According to Surfrider Foundation CEO Chad Nelsen, it may still be a few days before you see her so far south.
“There is definitely a reason to watch and there is definitely a cause for concern,” Nelsen said.
The U.S. Coast Guard said in its update on Wednesday that so far no oil has crossed county borders, but they anticipate movement south and inland.
Local leaders are concerned if the oil forces closures, the impact it would have on those who rely on foot traffic on the beach, “Our clean beaches, our clean oceans, our clean food supply, all of this is really essential for us. And businesses and the business community depend on it. “
Blakespear said she believes spills like this are inevitable when we keep drilling for oil. She hoped this was the necessary example to take legislative action to prevent further drilling off our coasts.

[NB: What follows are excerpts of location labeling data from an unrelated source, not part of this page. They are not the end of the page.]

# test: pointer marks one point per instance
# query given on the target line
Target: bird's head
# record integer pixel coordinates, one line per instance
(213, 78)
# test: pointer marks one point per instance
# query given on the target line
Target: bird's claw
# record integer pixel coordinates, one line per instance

Poseidon Water and the San Diego County Water Authority have issued the following joint statement:
“The oil spill did not affect the operations of the Claude ‘Bud’ Lewis Carlsbad desalination plant. The facility is the largest source of locally produced drinking water in San Diego County, generating nearly 80 billion gallons of drought-tolerant water since operations began in December 2015.
The water quality in Carlsbad’s Agua Hedionda Lagoon – the power source for the desalination plant – is continuously monitored for more than half a dozen seawater parameters, including concentration of oil in the water. In accordance with the requirements of the State of California in the facility’s drinking water license, the desalination plant will shut down if the hydrocarbon concentration in the source seawater reaches 300 parts per billion. While there has been no indication that oil from Orange County has reached Carlsbad, the facility’s operations team will continue to closely monitor the quality of the intake water.
In addition, Poseidon Water and the Water Authority are working with local, state and federal agencies to assess potential preventive actions should conditions change, including the installation of a floating dam at the mouth of the lagoon. This would protect the lagoon for marine life and ensure the desalination plant can stay online, minimizing the San Diego area’s demands on other water resources.
The Oceanside Fire Department has its Emergency Operations Unit ready for use. Oceanside Fire Dept division chief Peter Lawrence said they are protecting the waterways inside the port to make sure the oil stays out. They also created more slip spaces for boats that could no longer park in closed harbors.
“We’re lucky that this time of year we have a southerly swell,” Lawrence said. “So that should hopefully keep him from getting very far into San Diego County.”
Officials said the southward movement of oil has slowed, but shared that they are ready nonetheless.
San Diego County Emergency Services Director Jeff Toney, along with San Diego County Supervisory Board Chairman Nathan Fletcher released this statement:
“Our county’s emergency services office is in constant communication with the United States Coast Guard, the California Department of Fisheries and Wildlife, and the entire Unified Command as we monitor the oil spill off the coast of Canada. Orange County. The Unified Command maintains detailed contingency plans to deal with changing circumstances, and agencies work together to jointly implement these plans as needed.
Some of the oil appears to be heading south, but it has yet to enter San Diego County waters. Some protective measures have been put in place by response agencies, including a floating dam at the mouth of the Santa Margarita River at Camp Pendleton. At this time, there is no immediate threat to San Diego County, but our team is prepared for the possibility that the oil is heading to our watersheds, onto our beaches, and affecting fish, la wildlife and local ecosystems. “
Chief Lawrence added, “This is something that always comes to mind when you are an ocean community. “
Oceanside has warned beachgoers who may see the dangerous contamination to report it. Chief Lawrence said this allows authorities to secure and clean up the area.
“We would ensure that the quality of the cleanup efforts meet the city’s expectations,” he added.